The tied agent may be a natural or legal person. The principle of exclusivity applies to the tied agent. This means that the tied agent is allow allowed to act for a single investment firm, or investment services provider, or credit institution, or insurance undertaking, or branch of an investment firm or a credit institution. The tied agent may be appointed for the promotion of services, acquiring new business or receiving and submission of orders from clients as well as investment advice with regard to the financial instruments and services that are provided by the legal entity.
The legal entity that appoints a tied agent remains liable pursuant to Article 1313a ABGB for any action or omission on the part of the tied agent when acting on behalf of the entity. The legal entity must therefore also monitor the tied agent’s activities accordingly. The tied agent, providing that they are established in Austria, is required to hold a business licence pursuant to Article 136a GewO (as a financial adviser on a commercial basis) and must be entered into a register held by the FMA.
Unlike in the case of tied agents only natural persons may be active as securities brokers. Securities brokers are also only allowed to be active domestically. Securities brokers require a business licence in accordance with Article 136a or Article 136b of the Commercial Code (GewO; Gewerbeordnung). Since the profession of a securities broker is a regulated profession, the person is required to provide a certificate of competence to be able to obtain the necessary business licence.

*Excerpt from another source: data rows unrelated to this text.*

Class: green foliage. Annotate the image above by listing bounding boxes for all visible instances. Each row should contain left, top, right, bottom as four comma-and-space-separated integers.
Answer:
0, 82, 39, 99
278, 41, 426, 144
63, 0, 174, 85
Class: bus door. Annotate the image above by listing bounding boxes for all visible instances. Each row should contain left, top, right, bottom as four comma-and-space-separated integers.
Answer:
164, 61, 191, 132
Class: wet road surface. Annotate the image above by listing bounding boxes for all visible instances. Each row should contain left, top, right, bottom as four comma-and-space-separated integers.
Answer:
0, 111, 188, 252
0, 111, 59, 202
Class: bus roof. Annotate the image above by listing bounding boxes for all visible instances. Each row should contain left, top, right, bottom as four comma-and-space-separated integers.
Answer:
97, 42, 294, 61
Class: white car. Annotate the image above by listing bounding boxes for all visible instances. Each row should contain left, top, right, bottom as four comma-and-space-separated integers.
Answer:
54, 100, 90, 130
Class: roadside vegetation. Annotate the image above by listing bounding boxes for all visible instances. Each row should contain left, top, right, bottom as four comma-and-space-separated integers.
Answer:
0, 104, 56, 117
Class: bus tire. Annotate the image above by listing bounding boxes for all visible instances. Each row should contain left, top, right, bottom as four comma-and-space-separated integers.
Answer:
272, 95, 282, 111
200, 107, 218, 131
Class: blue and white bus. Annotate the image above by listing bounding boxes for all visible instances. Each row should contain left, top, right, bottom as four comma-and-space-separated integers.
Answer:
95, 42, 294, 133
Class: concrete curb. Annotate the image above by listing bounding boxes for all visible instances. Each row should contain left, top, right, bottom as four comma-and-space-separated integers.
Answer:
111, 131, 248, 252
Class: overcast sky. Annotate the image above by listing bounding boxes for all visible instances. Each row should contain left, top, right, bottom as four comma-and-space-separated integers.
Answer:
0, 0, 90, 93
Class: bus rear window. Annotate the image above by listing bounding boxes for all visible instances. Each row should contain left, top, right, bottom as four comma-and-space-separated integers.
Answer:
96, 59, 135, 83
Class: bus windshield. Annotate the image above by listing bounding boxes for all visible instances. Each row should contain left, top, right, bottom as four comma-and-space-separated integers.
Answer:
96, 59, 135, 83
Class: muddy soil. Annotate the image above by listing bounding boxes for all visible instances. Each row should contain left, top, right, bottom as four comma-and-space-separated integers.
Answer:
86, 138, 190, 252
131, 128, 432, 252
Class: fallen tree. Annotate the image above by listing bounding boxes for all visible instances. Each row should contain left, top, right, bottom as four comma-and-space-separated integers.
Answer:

Contrary to tied agents, the activity of securities brokers is restricted to investment advice and the receiving and transmitting of orders in relation to the financial instruments pursuant to Article 1 no. 7 points a and c WAG 2018 (transferable securities and investment fund units). Securities brokers may act on behalf of and on account of a maximum of three investment firms and/or investment services providers, but may not act for credit institutions or insurance undertakings.
Securities brokers perform their service for the respective legal entity as agents. Their conduct is therefore allocated to the respective legal entity, for which reason the agent liability is assumed by the investment firm or the investment services provider in accordance with Article 1313a ABGB regardless of whether the securities broker has disclosed the principal or not.
Commercial financial advisers are authorised to perform the activities of a securities broker in accordance with the conditions set out in Article 136a paras. 3 to 7 of the Commercial Code of 1994 (GewO; Gewerbeordnung 1994). A commercial financial adviser working as a tied agent shall not be authorised to work concurrently as a securities broker.
Securities brokers are therefore to be entered into the register held by the FMA in the same way as tied agents. A pre-requisite for making use of a securities broker when providing investment services is that so doing has been approved in the administrative decision granting a licence for the investment firm or the investment services provider.